Long Exposure | Compensating Overexposure

Long exposure shots are creative ways of capturing moving subjects or scenery and creating on-purpose-blur while keeping various aspects of the image in perfect focus. I’m sure you’ve seen those creative images of a city scene taken from above at night and the car lights are converted into long streaks of colour along an otherwise perfectly focused road, or those stunning images of the ocean flowing over rocks and the water turns from sharp splashes to an almost surreal mist – well those are long exposure shots.
Long exposure images are a result of telling your camera to keep its “recording eye” open for a longer period of time and capture everything it sees in that longer period of time, so instead of capturing one split second of time onto your image, you are capturing a few seconds, or longer, onto one image.
When I first started playing with long exposure shots, my biggest hurdle was over-exposure.
There are two ways to combat over exposure (after your settings are as good as they are going to get) and I will chat about both of them in a moment, first let’s look at basic settings for long exposure photography.
Your key goal is to let as little light as possible into the shutter, but keep it open for a longer length of time, obviously the longer the shutter is open, the more light will flow into it.
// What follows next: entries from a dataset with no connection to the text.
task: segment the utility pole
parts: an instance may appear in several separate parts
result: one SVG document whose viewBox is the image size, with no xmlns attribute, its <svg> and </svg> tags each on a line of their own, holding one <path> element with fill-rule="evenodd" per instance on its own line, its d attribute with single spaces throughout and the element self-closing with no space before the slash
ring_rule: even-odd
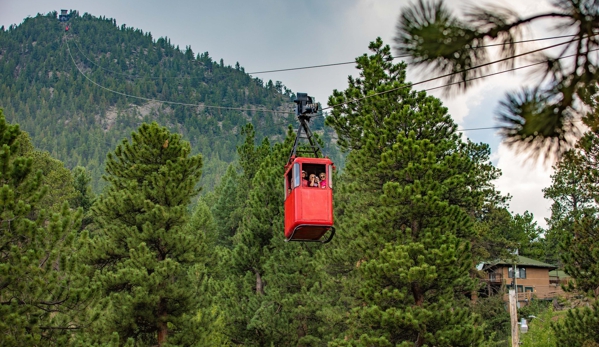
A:
<svg viewBox="0 0 599 347">
<path fill-rule="evenodd" d="M 514 260 L 514 266 L 512 267 L 512 275 L 514 277 L 512 283 L 514 284 L 514 290 L 516 291 L 516 308 L 518 307 L 518 254 L 518 249 L 516 249 L 516 260 Z"/>
<path fill-rule="evenodd" d="M 518 347 L 520 338 L 518 336 L 518 310 L 516 303 L 518 302 L 518 296 L 516 290 L 510 289 L 509 291 L 509 305 L 510 305 L 510 322 L 512 325 L 512 347 Z"/>
<path fill-rule="evenodd" d="M 514 263 L 514 290 L 516 291 L 516 305 L 518 303 L 518 275 L 517 275 L 517 273 L 518 273 L 518 263 Z"/>
<path fill-rule="evenodd" d="M 518 336 L 518 249 L 516 249 L 516 259 L 512 267 L 513 288 L 509 291 L 510 322 L 512 326 L 512 347 L 518 347 L 520 338 Z"/>
</svg>

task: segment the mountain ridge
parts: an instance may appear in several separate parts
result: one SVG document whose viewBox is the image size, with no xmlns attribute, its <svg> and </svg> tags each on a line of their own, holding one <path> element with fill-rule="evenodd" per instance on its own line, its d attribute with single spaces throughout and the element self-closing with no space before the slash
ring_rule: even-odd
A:
<svg viewBox="0 0 599 347">
<path fill-rule="evenodd" d="M 57 12 L 38 14 L 0 30 L 0 107 L 36 148 L 68 168 L 86 167 L 95 191 L 106 153 L 142 122 L 167 126 L 203 154 L 208 190 L 235 161 L 243 125 L 272 141 L 295 127 L 295 95 L 282 82 L 265 83 L 239 63 L 181 50 L 112 18 L 69 15 L 61 23 Z M 323 119 L 313 123 L 331 143 Z"/>
</svg>

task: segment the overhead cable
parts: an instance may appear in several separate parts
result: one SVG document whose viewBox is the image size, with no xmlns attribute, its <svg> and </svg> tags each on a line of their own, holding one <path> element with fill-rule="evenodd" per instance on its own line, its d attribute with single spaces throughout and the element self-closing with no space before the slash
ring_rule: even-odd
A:
<svg viewBox="0 0 599 347">
<path fill-rule="evenodd" d="M 576 36 L 576 35 L 560 35 L 560 36 L 552 36 L 552 37 L 542 37 L 542 38 L 538 38 L 538 39 L 529 39 L 529 40 L 514 41 L 513 43 L 527 43 L 527 42 L 535 42 L 535 41 L 554 40 L 554 39 L 561 39 L 561 38 L 572 37 L 572 36 Z M 479 48 L 488 48 L 488 47 L 503 46 L 503 45 L 504 45 L 503 43 L 493 43 L 493 44 L 488 44 L 488 45 L 480 46 Z M 408 54 L 402 54 L 402 55 L 393 56 L 392 58 L 393 59 L 399 59 L 399 58 L 407 58 L 407 57 L 409 57 Z M 323 64 L 323 65 L 310 65 L 310 66 L 292 67 L 292 68 L 286 68 L 286 69 L 247 72 L 247 74 L 249 74 L 249 75 L 257 75 L 257 74 L 272 73 L 272 72 L 284 72 L 284 71 L 295 71 L 295 70 L 305 70 L 305 69 L 316 69 L 316 68 L 321 68 L 321 67 L 338 66 L 338 65 L 349 65 L 349 64 L 356 64 L 356 61 L 354 60 L 354 61 L 346 61 L 346 62 L 342 62 L 342 63 L 332 63 L 332 64 Z"/>
<path fill-rule="evenodd" d="M 259 112 L 271 112 L 271 113 L 278 113 L 278 114 L 294 114 L 294 112 L 285 112 L 285 111 L 275 111 L 275 110 L 265 110 L 265 109 L 252 109 L 252 108 L 244 108 L 244 107 L 209 106 L 209 105 L 202 105 L 202 104 L 197 104 L 197 103 L 193 104 L 193 103 L 178 102 L 178 101 L 158 100 L 158 99 L 146 98 L 146 97 L 143 97 L 143 96 L 136 96 L 136 95 L 131 95 L 131 94 L 119 92 L 117 90 L 110 89 L 108 87 L 105 87 L 105 86 L 97 83 L 96 81 L 94 81 L 91 78 L 89 78 L 85 73 L 83 73 L 83 71 L 81 71 L 81 69 L 79 68 L 79 66 L 77 66 L 77 63 L 75 62 L 75 58 L 73 58 L 73 55 L 71 54 L 71 48 L 69 46 L 69 41 L 68 40 L 66 40 L 66 44 L 67 44 L 67 49 L 69 51 L 69 56 L 71 57 L 71 60 L 73 61 L 73 64 L 75 65 L 75 67 L 77 68 L 77 70 L 79 71 L 79 73 L 81 75 L 83 75 L 83 77 L 85 77 L 85 79 L 87 79 L 88 81 L 90 81 L 95 86 L 97 86 L 99 88 L 102 88 L 102 89 L 104 89 L 104 90 L 106 90 L 108 92 L 114 93 L 114 94 L 122 95 L 122 96 L 129 97 L 129 98 L 134 98 L 134 99 L 138 99 L 138 100 L 159 102 L 159 103 L 168 104 L 168 105 L 192 106 L 192 107 L 200 107 L 200 108 L 203 107 L 203 108 L 210 108 L 210 109 L 232 110 L 232 111 L 250 111 L 250 112 L 259 111 Z"/>
<path fill-rule="evenodd" d="M 551 37 L 542 37 L 542 38 L 537 38 L 537 39 L 528 39 L 528 40 L 520 40 L 520 41 L 514 41 L 514 44 L 519 44 L 519 43 L 529 43 L 529 42 L 537 42 L 537 41 L 546 41 L 546 40 L 555 40 L 555 39 L 560 39 L 560 38 L 566 38 L 566 37 L 573 37 L 576 35 L 559 35 L 559 36 L 551 36 Z M 502 46 L 504 44 L 502 43 L 494 43 L 494 44 L 488 44 L 488 45 L 483 45 L 480 46 L 480 48 L 488 48 L 488 47 L 496 47 L 496 46 Z M 81 48 L 79 47 L 79 45 L 75 42 L 75 47 L 77 48 L 77 50 L 79 51 L 79 53 L 85 58 L 85 60 L 89 61 L 90 63 L 92 63 L 93 65 L 99 67 L 102 70 L 108 71 L 110 73 L 113 74 L 118 74 L 118 75 L 122 75 L 122 76 L 126 76 L 129 78 L 138 78 L 138 79 L 142 79 L 142 78 L 147 78 L 147 79 L 170 79 L 170 78 L 181 78 L 181 77 L 165 77 L 165 76 L 158 76 L 158 77 L 151 77 L 151 76 L 137 76 L 137 75 L 132 75 L 132 74 L 127 74 L 124 72 L 119 72 L 119 71 L 114 71 L 111 69 L 107 69 L 103 66 L 98 65 L 97 63 L 95 63 L 92 59 L 90 59 L 89 57 L 87 57 L 85 55 L 85 53 L 83 53 L 83 51 L 81 50 Z M 407 54 L 403 54 L 403 55 L 396 55 L 393 56 L 393 59 L 399 59 L 399 58 L 407 58 L 408 55 Z M 330 63 L 330 64 L 321 64 L 321 65 L 308 65 L 308 66 L 301 66 L 301 67 L 292 67 L 292 68 L 283 68 L 283 69 L 274 69 L 274 70 L 264 70 L 264 71 L 254 71 L 254 72 L 246 72 L 248 75 L 258 75 L 258 74 L 267 74 L 267 73 L 274 73 L 274 72 L 285 72 L 285 71 L 296 71 L 296 70 L 307 70 L 307 69 L 317 69 L 317 68 L 323 68 L 323 67 L 332 67 L 332 66 L 340 66 L 340 65 L 349 65 L 349 64 L 356 64 L 356 61 L 346 61 L 346 62 L 340 62 L 340 63 Z"/>
<path fill-rule="evenodd" d="M 146 97 L 142 97 L 142 96 L 135 96 L 135 95 L 130 95 L 130 94 L 126 94 L 126 93 L 123 93 L 123 92 L 119 92 L 119 91 L 110 89 L 108 87 L 105 87 L 103 85 L 100 85 L 99 83 L 97 83 L 94 80 L 92 80 L 91 78 L 89 78 L 85 73 L 83 73 L 83 71 L 81 71 L 81 69 L 79 68 L 79 66 L 77 66 L 77 63 L 75 62 L 75 58 L 73 57 L 73 55 L 71 53 L 71 49 L 70 49 L 68 41 L 69 40 L 66 40 L 66 44 L 67 44 L 67 49 L 68 49 L 68 52 L 69 52 L 69 56 L 71 58 L 71 61 L 73 62 L 73 64 L 77 68 L 77 70 L 79 71 L 79 73 L 81 73 L 88 81 L 90 81 L 91 83 L 93 83 L 97 87 L 100 87 L 100 88 L 102 88 L 102 89 L 104 89 L 106 91 L 109 91 L 111 93 L 115 93 L 115 94 L 122 95 L 122 96 L 125 96 L 125 97 L 135 98 L 135 99 L 138 99 L 138 100 L 153 101 L 153 102 L 159 102 L 159 103 L 164 103 L 164 104 L 169 104 L 169 105 L 204 107 L 204 108 L 211 108 L 211 109 L 234 110 L 234 111 L 263 111 L 263 112 L 287 113 L 287 114 L 292 114 L 293 113 L 293 112 L 284 112 L 284 111 L 275 111 L 275 110 L 256 110 L 256 109 L 243 108 L 243 107 L 208 106 L 208 105 L 202 105 L 202 104 L 197 104 L 197 103 L 184 103 L 184 102 L 177 102 L 177 101 L 166 101 L 166 100 L 158 100 L 158 99 L 146 98 Z M 390 90 L 387 90 L 387 91 L 378 92 L 378 93 L 367 95 L 367 96 L 364 96 L 364 97 L 361 97 L 361 98 L 357 98 L 357 99 L 352 99 L 352 100 L 346 101 L 344 103 L 340 103 L 340 104 L 337 104 L 337 105 L 325 107 L 322 110 L 324 111 L 324 110 L 327 110 L 327 109 L 332 109 L 333 107 L 342 106 L 344 104 L 349 104 L 349 103 L 354 103 L 354 102 L 361 101 L 361 100 L 364 100 L 364 99 L 367 99 L 367 98 L 371 98 L 371 97 L 374 97 L 374 96 L 391 93 L 393 91 L 397 91 L 397 90 L 401 90 L 401 89 L 405 89 L 405 88 L 411 88 L 412 86 L 416 86 L 416 85 L 420 85 L 420 84 L 432 82 L 434 80 L 446 78 L 446 77 L 449 77 L 449 76 L 454 75 L 454 74 L 458 74 L 458 73 L 462 73 L 462 72 L 465 72 L 465 71 L 474 70 L 474 69 L 477 69 L 477 68 L 489 66 L 489 65 L 500 63 L 500 62 L 507 61 L 507 60 L 510 60 L 510 59 L 515 59 L 515 58 L 518 58 L 518 57 L 521 57 L 521 56 L 524 56 L 524 55 L 536 53 L 536 52 L 539 52 L 539 51 L 542 51 L 542 50 L 546 50 L 546 49 L 558 47 L 558 46 L 561 46 L 561 45 L 565 45 L 565 44 L 567 44 L 569 42 L 571 42 L 571 41 L 558 43 L 558 44 L 551 45 L 551 46 L 544 47 L 544 48 L 539 48 L 539 49 L 536 49 L 536 50 L 533 50 L 533 51 L 529 51 L 529 52 L 525 52 L 525 53 L 521 53 L 521 54 L 515 55 L 513 57 L 506 57 L 506 58 L 502 58 L 502 59 L 495 60 L 495 61 L 492 61 L 492 62 L 488 62 L 488 63 L 485 63 L 485 64 L 481 64 L 481 65 L 478 65 L 478 66 L 473 66 L 473 67 L 470 67 L 468 69 L 464 69 L 464 70 L 461 70 L 461 71 L 458 71 L 458 72 L 452 72 L 452 73 L 445 74 L 445 75 L 442 75 L 442 76 L 429 78 L 429 79 L 424 80 L 424 81 L 420 81 L 420 82 L 416 82 L 416 83 L 412 83 L 412 84 L 403 85 L 401 87 L 393 88 L 393 89 L 390 89 Z M 536 64 L 539 64 L 539 63 L 531 64 L 530 66 L 536 65 Z M 528 66 L 526 66 L 526 67 L 528 67 Z M 524 68 L 524 67 L 520 67 L 520 68 Z M 513 70 L 520 69 L 520 68 L 508 69 L 508 70 L 500 71 L 500 72 L 497 72 L 497 73 L 494 73 L 494 74 L 490 74 L 488 76 L 496 75 L 496 74 L 499 74 L 499 73 L 505 73 L 505 72 L 513 71 Z M 472 80 L 478 79 L 478 78 L 483 78 L 483 77 L 488 77 L 488 76 L 479 76 L 479 77 L 473 78 Z M 449 85 L 457 84 L 457 83 L 463 83 L 463 82 L 454 82 L 454 83 L 447 84 L 447 85 L 440 86 L 440 87 L 433 87 L 433 88 L 431 88 L 431 90 L 432 89 L 438 89 L 438 88 L 447 87 Z"/>
<path fill-rule="evenodd" d="M 541 50 L 545 50 L 545 49 L 549 49 L 549 48 L 554 48 L 554 47 L 557 47 L 557 46 L 560 46 L 560 45 L 564 45 L 564 44 L 567 44 L 567 43 L 568 42 L 562 42 L 562 43 L 555 44 L 555 45 L 552 45 L 552 46 L 549 46 L 549 47 L 545 47 L 545 48 L 533 50 L 533 51 L 530 51 L 530 52 L 522 53 L 522 54 L 519 54 L 517 56 L 507 57 L 507 58 L 503 58 L 503 59 L 500 59 L 500 60 L 497 60 L 497 61 L 493 61 L 493 62 L 481 64 L 481 65 L 478 65 L 478 66 L 474 66 L 474 67 L 471 67 L 471 68 L 468 68 L 468 69 L 465 69 L 465 70 L 462 70 L 462 71 L 459 71 L 459 72 L 454 72 L 454 73 L 450 73 L 450 74 L 446 74 L 446 75 L 442 75 L 442 76 L 430 78 L 430 79 L 427 79 L 427 80 L 424 80 L 424 81 L 420 81 L 420 82 L 416 82 L 416 83 L 413 83 L 413 84 L 407 84 L 407 85 L 404 85 L 404 86 L 401 86 L 401 87 L 398 87 L 398 88 L 393 88 L 393 89 L 390 89 L 390 90 L 387 90 L 387 91 L 384 91 L 384 92 L 379 92 L 379 93 L 367 95 L 367 96 L 362 97 L 362 98 L 353 99 L 353 100 L 350 100 L 350 101 L 347 101 L 347 102 L 344 102 L 344 103 L 340 103 L 340 104 L 337 104 L 337 105 L 325 107 L 322 110 L 327 110 L 327 109 L 331 109 L 331 108 L 336 107 L 336 106 L 341 106 L 341 105 L 344 105 L 344 104 L 349 104 L 349 103 L 361 101 L 361 100 L 364 100 L 364 99 L 367 99 L 367 98 L 371 98 L 371 97 L 382 95 L 382 94 L 387 94 L 387 93 L 390 93 L 390 92 L 393 92 L 393 91 L 396 91 L 396 90 L 400 90 L 400 89 L 404 89 L 404 88 L 411 88 L 412 86 L 423 84 L 423 83 L 427 83 L 427 82 L 431 82 L 431 81 L 434 81 L 434 80 L 437 80 L 437 79 L 441 79 L 441 78 L 445 78 L 445 77 L 451 76 L 453 74 L 457 74 L 457 73 L 461 73 L 461 72 L 464 72 L 464 71 L 469 71 L 469 70 L 472 70 L 472 69 L 476 69 L 476 68 L 488 66 L 488 65 L 499 63 L 499 62 L 506 61 L 506 60 L 509 60 L 509 59 L 514 59 L 514 58 L 517 58 L 517 57 L 520 57 L 520 56 L 523 56 L 523 55 L 536 53 L 536 52 L 541 51 Z M 119 92 L 119 91 L 107 88 L 107 87 L 105 87 L 103 85 L 100 85 L 99 83 L 97 83 L 94 80 L 90 79 L 83 71 L 81 71 L 81 69 L 79 68 L 79 66 L 77 66 L 77 63 L 75 62 L 75 59 L 74 59 L 74 57 L 73 57 L 73 55 L 71 53 L 70 46 L 68 44 L 68 40 L 66 40 L 66 44 L 67 44 L 67 50 L 69 52 L 69 56 L 71 58 L 71 61 L 73 62 L 73 64 L 75 65 L 75 67 L 77 68 L 77 70 L 79 71 L 79 73 L 82 74 L 88 81 L 90 81 L 95 86 L 97 86 L 99 88 L 102 88 L 102 89 L 104 89 L 104 90 L 106 90 L 108 92 L 111 92 L 111 93 L 115 93 L 115 94 L 118 94 L 118 95 L 121 95 L 121 96 L 125 96 L 125 97 L 135 98 L 135 99 L 139 99 L 139 100 L 152 101 L 152 102 L 158 102 L 158 103 L 170 104 L 170 105 L 192 106 L 192 107 L 200 107 L 200 108 L 203 107 L 203 108 L 209 108 L 209 109 L 223 109 L 223 110 L 234 110 L 234 111 L 254 111 L 254 112 L 255 111 L 261 111 L 261 112 L 271 112 L 271 113 L 278 113 L 278 114 L 294 114 L 294 112 L 284 112 L 284 111 L 275 111 L 275 110 L 264 110 L 264 109 L 260 110 L 260 109 L 251 109 L 251 108 L 243 108 L 243 107 L 228 107 L 228 106 L 208 106 L 208 105 L 202 105 L 202 104 L 196 104 L 196 103 L 183 103 L 183 102 L 176 102 L 176 101 L 165 101 L 165 100 L 158 100 L 158 99 L 146 98 L 146 97 L 135 96 L 135 95 L 130 95 L 130 94 L 126 94 L 126 93 L 123 93 L 123 92 Z M 573 57 L 573 56 L 575 56 L 575 54 L 563 56 L 563 57 L 560 57 L 558 59 L 564 59 L 564 58 L 569 58 L 569 57 Z M 445 84 L 445 85 L 442 85 L 442 86 L 431 87 L 431 88 L 427 88 L 427 89 L 423 89 L 423 90 L 424 91 L 431 91 L 431 90 L 435 90 L 435 89 L 439 89 L 439 88 L 445 88 L 445 87 L 448 87 L 448 86 L 451 86 L 451 85 L 454 85 L 454 84 L 469 82 L 469 81 L 476 80 L 476 79 L 482 79 L 482 78 L 486 78 L 486 77 L 490 77 L 490 76 L 494 76 L 494 75 L 499 75 L 499 74 L 503 74 L 503 73 L 507 73 L 507 72 L 511 72 L 511 71 L 515 71 L 515 70 L 520 70 L 520 69 L 524 69 L 524 68 L 532 67 L 532 66 L 535 66 L 535 65 L 544 64 L 544 63 L 546 63 L 546 61 L 541 61 L 541 62 L 536 62 L 536 63 L 532 63 L 532 64 L 520 66 L 520 67 L 510 68 L 510 69 L 507 69 L 507 70 L 502 70 L 502 71 L 494 72 L 494 73 L 483 75 L 483 76 L 473 77 L 471 79 L 468 79 L 467 81 L 453 82 L 453 83 Z M 501 127 L 500 126 L 492 126 L 492 127 L 482 127 L 482 128 L 457 129 L 457 131 L 458 132 L 464 132 L 464 131 L 478 131 L 478 130 L 492 130 L 492 129 L 501 129 Z"/>
<path fill-rule="evenodd" d="M 480 65 L 477 65 L 477 66 L 472 66 L 472 67 L 469 67 L 469 68 L 466 68 L 466 69 L 463 69 L 463 70 L 460 70 L 460 71 L 450 72 L 448 74 L 437 76 L 437 77 L 432 77 L 432 78 L 426 79 L 424 81 L 420 81 L 420 82 L 416 82 L 416 83 L 411 83 L 411 84 L 408 83 L 408 84 L 403 85 L 401 87 L 397 87 L 397 88 L 385 90 L 383 92 L 378 92 L 378 93 L 366 95 L 366 96 L 361 97 L 361 98 L 356 98 L 356 99 L 348 100 L 348 101 L 345 101 L 345 102 L 342 102 L 342 103 L 339 103 L 339 104 L 336 104 L 336 105 L 328 106 L 328 107 L 323 108 L 323 111 L 324 110 L 328 110 L 328 109 L 332 109 L 332 108 L 337 107 L 337 106 L 343 106 L 343 105 L 351 104 L 351 103 L 358 102 L 358 101 L 361 101 L 361 100 L 364 100 L 364 99 L 372 98 L 374 96 L 388 94 L 388 93 L 391 93 L 391 92 L 394 92 L 394 91 L 398 91 L 398 90 L 401 90 L 401 89 L 411 88 L 411 87 L 416 86 L 416 85 L 420 85 L 420 84 L 432 82 L 432 81 L 435 81 L 435 80 L 438 80 L 438 79 L 441 79 L 441 78 L 450 77 L 450 76 L 453 76 L 453 75 L 456 75 L 456 74 L 460 74 L 460 73 L 463 73 L 463 72 L 467 72 L 467 71 L 471 71 L 471 70 L 475 70 L 475 69 L 480 69 L 482 67 L 486 67 L 486 66 L 489 66 L 489 65 L 501 63 L 501 62 L 508 61 L 508 60 L 511 60 L 511 59 L 516 59 L 516 58 L 519 58 L 519 57 L 522 57 L 522 56 L 525 56 L 525 55 L 537 53 L 537 52 L 544 51 L 544 50 L 547 50 L 547 49 L 550 49 L 550 48 L 555 48 L 555 47 L 563 46 L 563 45 L 569 44 L 569 43 L 572 43 L 572 40 L 566 41 L 566 42 L 557 43 L 557 44 L 554 44 L 554 45 L 551 45 L 551 46 L 547 46 L 547 47 L 544 47 L 544 48 L 535 49 L 535 50 L 532 50 L 532 51 L 529 51 L 529 52 L 516 54 L 516 55 L 510 56 L 510 57 L 506 57 L 506 58 L 502 58 L 502 59 L 499 59 L 499 60 L 490 61 L 490 62 L 487 62 L 487 63 L 484 63 L 484 64 L 480 64 Z M 505 72 L 507 72 L 507 71 L 510 71 L 510 70 L 506 70 Z M 447 84 L 447 85 L 442 86 L 442 87 L 447 87 L 447 86 L 450 86 L 450 85 L 453 85 L 453 84 L 464 83 L 464 82 L 468 82 L 468 81 L 460 81 L 460 82 L 450 83 L 450 84 Z M 435 89 L 437 89 L 437 88 L 439 88 L 439 87 L 435 87 Z"/>
</svg>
Set your aperture (F-stop) to the higher range (F29) as this keeps the lens as closed as possible, blocking as much light as it can (a small window lets in less light than a big window)
Set your ISO to its lowest setting (ISO 100) which also tells the camera to take in as little light as possible.
Until you have the hang of it, keep your white balance on Auto, once you have played around a bit and taken some successful shots, you can experiment with white balance settings.
These settings are your basic ways of keeping light out of your shutter for as long as possible. If you are taking photos with your ISO and Aperture checked and you are still getting an overexposed image, then it is just too bright outside and you need to take other steps to allow you to play with long exposure shots.
Your first option, which isn’t always helpful, is to wait until later in the day when the sun starts to set and the lighting is a bit more gentle (either that or wake up very early to take your pictures before the sun rises and lighting becomes too harsh) You can also wait for a cloudy day! The perfect time to go and play with your shutter speed is an overcast day with muted lighting conditions.
Of course we don’t always want to wait, sometimes we need to take the photo then and there. If this is the case, then the second option and the solution to your problem is an ND filter. A Neutral Density Filter. This filter will act in the same way sunglasses act and will block a certain amount of light from being allowed into the open shutter. ND filters come in different strength; 1-stop, 2-stops, 3-stops, each blocking a certain amount of F-stops of light, therefore allowing your camera to have a longer shutter speed even in brighter conditions.
IMPORTANT: Don’t forget to use a tripod, or set your camera up somewhere steady (don’t bother trying to hand-hold a long exposure shot). It is also best to use a remote control to trigger the camera to avoid the little bit of movement during pressing the button. If you don’t have a remote control, use the self-timer setting to ensure the camera is absolutely motionless during the whole capture process.